Manufacturers experiment with smarter synthesis routes to cut energy consumption and hazardous by-products. Teams focus on water reuse and closed-loop processing, which both lower input costs and shrink the environmental footprint. End-users, too, look for recycled or upcycled Y2O3 when technical demands allow it. This trend speaks to the broader push for responsible sourcing, reducing reliance on unstable suppliers, and lowering global resource strain. In many cases, firms now audit their entire supply chain annually, looking for gaps that could set them back in upcoming regulatory checks.
Few industries enjoy uninterrupted growth. Rare earths, including Yttrium(III) Oxide, face supply crunches due to geopolitical shifts or price spikes when new applications boom. Many users hedge by contracting with multiple sources and investing in local reserve stock. Chemical engineers look for process innovations—substituting small percentages of alternative oxides, or stretching material further with better recycling at the product’s end-of-life. Academic groups, funded by both industry and government, work overtime to discover substitutes or design next-generation processes that temper the reliance on imports or scarce spots in the periodic table.
For those of us supporting technical teams, the pathway forward blends realism with adaptability. Keep technical staff in the loop about material properties and quality, encourage them to build relationships with trusted suppliers, and plan for the bumps as well as the big wins. Sometimes, breakthroughs in application design or more robust process controls make Yttrium oxide more sustainable. Regular audits, open collaboration between users and producers, and transparency in the reporting process help avoid hidden trouble.

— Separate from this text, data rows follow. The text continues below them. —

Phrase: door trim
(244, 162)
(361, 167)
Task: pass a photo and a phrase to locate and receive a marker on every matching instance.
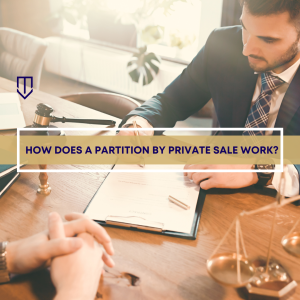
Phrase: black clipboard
(189, 236)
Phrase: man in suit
(251, 73)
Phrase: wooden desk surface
(169, 268)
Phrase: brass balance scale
(262, 279)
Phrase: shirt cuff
(141, 122)
(291, 181)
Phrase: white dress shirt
(292, 176)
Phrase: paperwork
(141, 199)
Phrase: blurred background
(132, 47)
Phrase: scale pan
(223, 269)
(291, 243)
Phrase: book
(141, 201)
(7, 181)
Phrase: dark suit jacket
(219, 71)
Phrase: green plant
(143, 66)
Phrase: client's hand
(35, 252)
(234, 180)
(75, 276)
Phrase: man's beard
(289, 55)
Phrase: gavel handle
(86, 121)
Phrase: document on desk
(141, 199)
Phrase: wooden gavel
(43, 117)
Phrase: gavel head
(43, 115)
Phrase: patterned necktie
(259, 113)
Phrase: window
(171, 28)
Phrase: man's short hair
(270, 7)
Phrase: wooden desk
(169, 268)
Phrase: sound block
(46, 132)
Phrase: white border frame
(148, 129)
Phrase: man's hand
(75, 276)
(208, 180)
(36, 252)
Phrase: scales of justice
(263, 279)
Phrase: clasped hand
(72, 249)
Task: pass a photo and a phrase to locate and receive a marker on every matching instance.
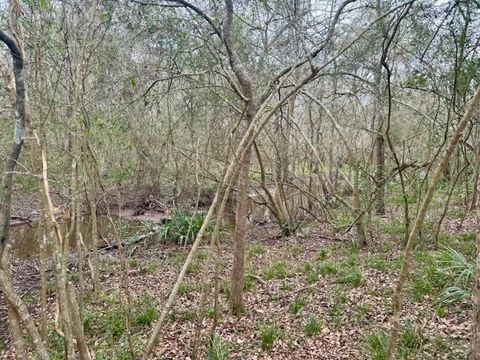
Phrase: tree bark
(408, 252)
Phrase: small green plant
(297, 304)
(146, 311)
(255, 250)
(327, 269)
(410, 341)
(353, 277)
(455, 266)
(115, 323)
(202, 255)
(277, 270)
(454, 294)
(148, 269)
(185, 288)
(321, 254)
(249, 283)
(183, 228)
(179, 259)
(296, 250)
(217, 349)
(187, 315)
(376, 344)
(420, 287)
(305, 267)
(269, 334)
(313, 326)
(194, 268)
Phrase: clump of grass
(277, 270)
(183, 228)
(376, 345)
(179, 259)
(202, 255)
(297, 304)
(305, 267)
(313, 326)
(249, 283)
(255, 250)
(115, 323)
(268, 335)
(187, 315)
(185, 288)
(351, 277)
(146, 312)
(327, 269)
(296, 250)
(217, 349)
(194, 268)
(321, 254)
(148, 269)
(419, 288)
(410, 341)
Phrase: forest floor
(311, 296)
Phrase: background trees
(299, 113)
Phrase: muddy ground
(315, 294)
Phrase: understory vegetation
(218, 180)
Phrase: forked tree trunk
(16, 308)
(475, 341)
(238, 270)
(408, 252)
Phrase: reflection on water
(25, 238)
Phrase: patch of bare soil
(291, 281)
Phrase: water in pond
(25, 237)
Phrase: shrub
(217, 349)
(269, 334)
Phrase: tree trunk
(408, 252)
(475, 341)
(238, 270)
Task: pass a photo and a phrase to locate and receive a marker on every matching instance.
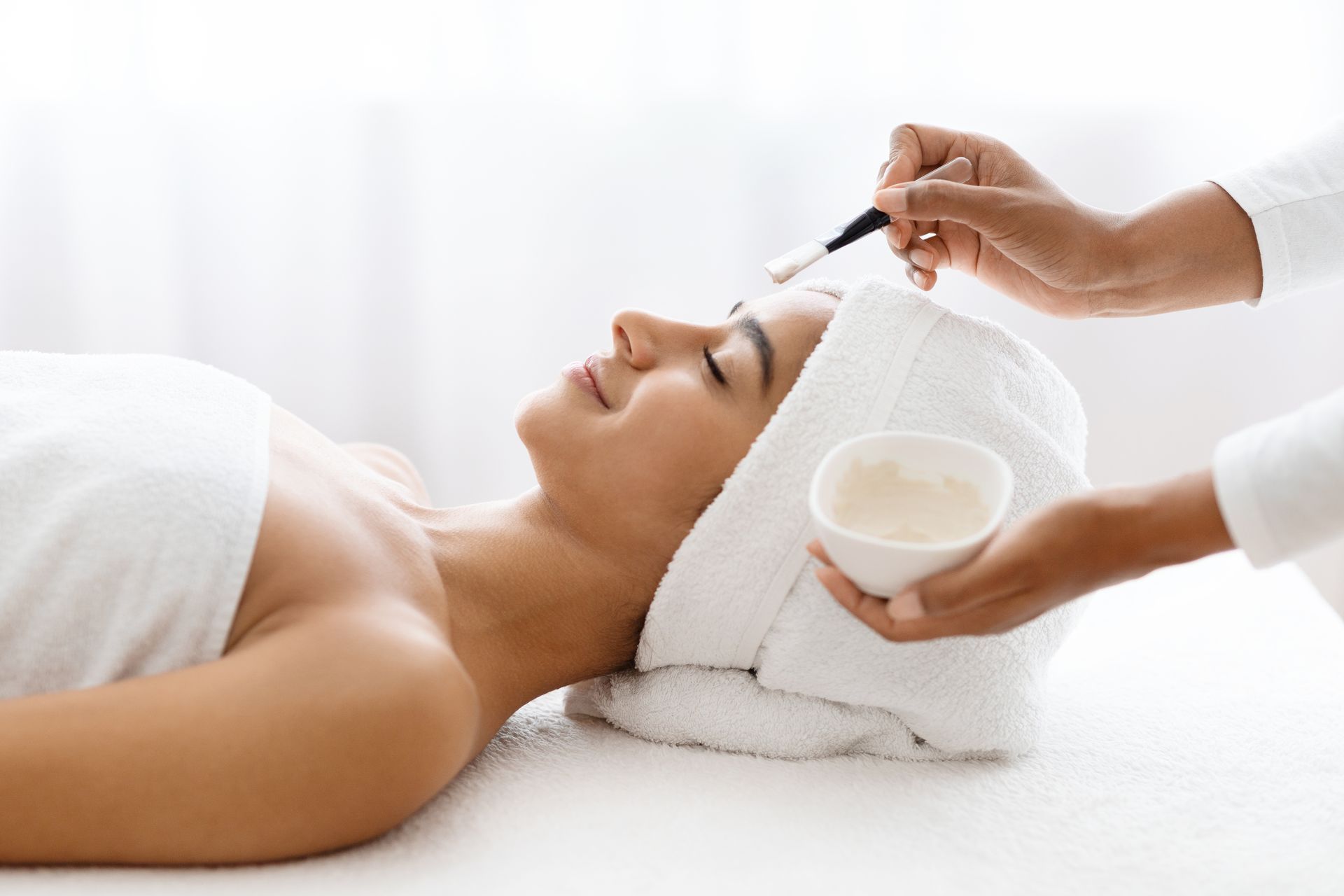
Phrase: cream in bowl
(892, 508)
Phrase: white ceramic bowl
(881, 566)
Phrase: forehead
(793, 312)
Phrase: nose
(645, 339)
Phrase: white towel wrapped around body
(745, 650)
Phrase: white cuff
(1234, 486)
(1270, 237)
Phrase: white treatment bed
(1195, 745)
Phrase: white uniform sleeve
(1296, 203)
(1280, 484)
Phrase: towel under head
(743, 649)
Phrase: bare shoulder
(316, 736)
(390, 463)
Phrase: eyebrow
(749, 326)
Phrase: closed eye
(714, 367)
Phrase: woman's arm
(316, 736)
(1262, 232)
(1050, 556)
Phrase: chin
(540, 419)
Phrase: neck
(528, 603)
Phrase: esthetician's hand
(1059, 552)
(1016, 232)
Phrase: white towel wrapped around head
(743, 649)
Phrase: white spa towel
(131, 498)
(745, 650)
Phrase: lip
(584, 377)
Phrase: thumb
(979, 207)
(968, 586)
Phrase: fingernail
(892, 199)
(905, 606)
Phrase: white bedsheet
(1194, 745)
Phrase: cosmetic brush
(813, 250)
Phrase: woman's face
(680, 405)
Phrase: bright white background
(398, 218)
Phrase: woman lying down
(229, 640)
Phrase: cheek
(679, 449)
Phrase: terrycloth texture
(1191, 746)
(131, 496)
(741, 594)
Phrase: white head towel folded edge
(743, 649)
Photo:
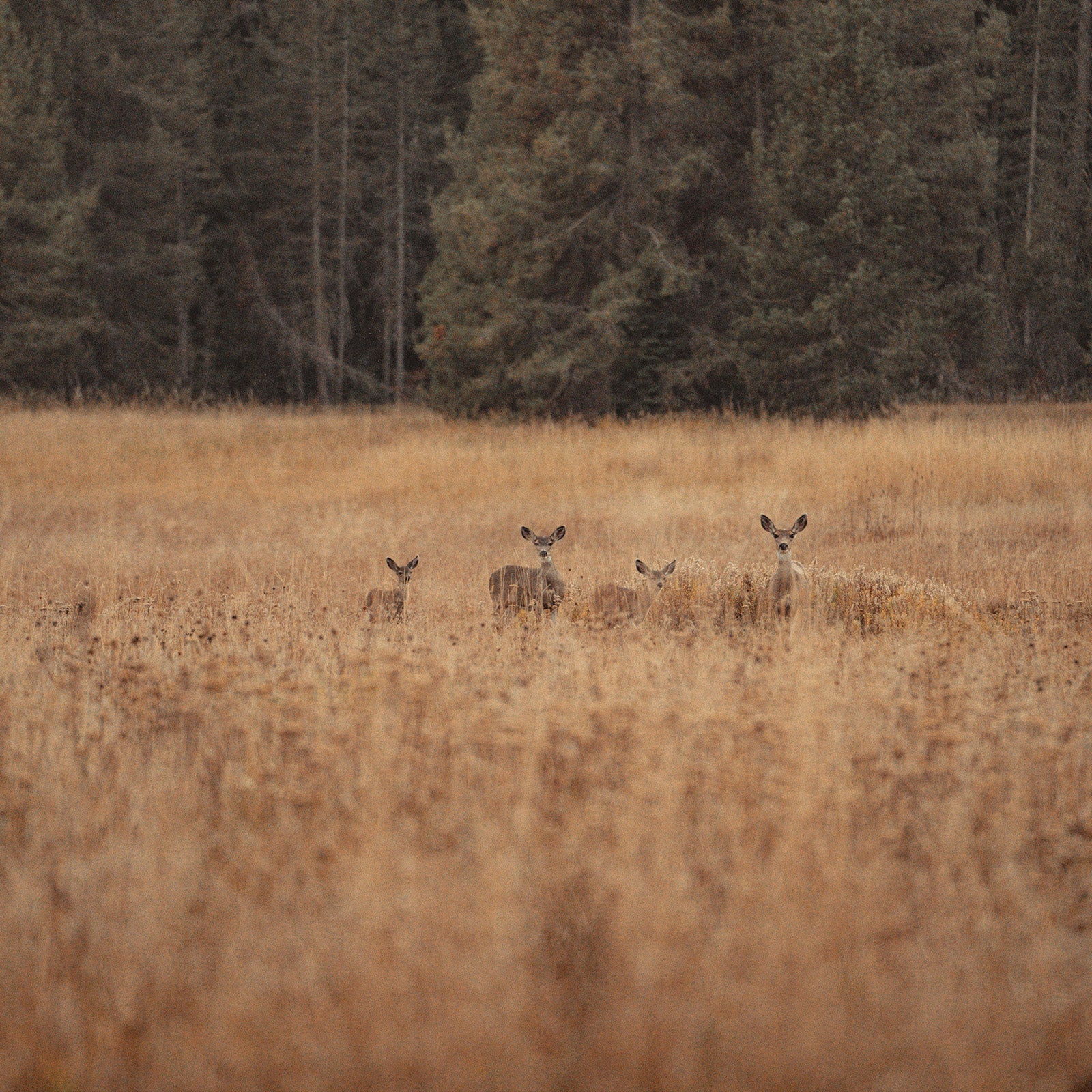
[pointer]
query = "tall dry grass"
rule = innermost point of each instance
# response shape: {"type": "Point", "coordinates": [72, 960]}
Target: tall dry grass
{"type": "Point", "coordinates": [249, 841]}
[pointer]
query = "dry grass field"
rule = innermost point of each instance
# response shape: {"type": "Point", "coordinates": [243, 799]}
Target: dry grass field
{"type": "Point", "coordinates": [250, 841]}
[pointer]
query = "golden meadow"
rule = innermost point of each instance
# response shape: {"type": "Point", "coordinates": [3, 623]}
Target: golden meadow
{"type": "Point", "coordinates": [250, 841]}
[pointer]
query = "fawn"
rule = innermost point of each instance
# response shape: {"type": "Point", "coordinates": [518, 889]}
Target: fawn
{"type": "Point", "coordinates": [522, 588]}
{"type": "Point", "coordinates": [790, 588]}
{"type": "Point", "coordinates": [614, 603]}
{"type": "Point", "coordinates": [390, 606]}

Yttrium(III) Oxide, especially models like Y2O3-HQ850, often determines whether a high-tech project sails or sinks. The way it handles temperature swings, chemical abuse, and tight quality guidelines means it’s often chosen for mission-critical roles where alternatives crack or cloud out. My own history on technical teams chasing tighter specs means I value consistent, reliable materials. Looking at the industry’s shift toward more open supply chains and better quality controls, users—whether researchers or manufacturers—can count on better, cleaner oxides backed by real experience and ongoing improvement, even as new demands keep pushing the boundaries.
Yttrium(III) Oxide shaped the rise of smart ceramics, bright displays, compact lasers, and intricate electronics, and still sits at the center of tomorrow’s breakthroughs. Choosing the right model, staying aware of changing technical and environmental trends, and demanding highest purity pays off year after year, for those willing to keep learning and adapting their playbook with each new challenge.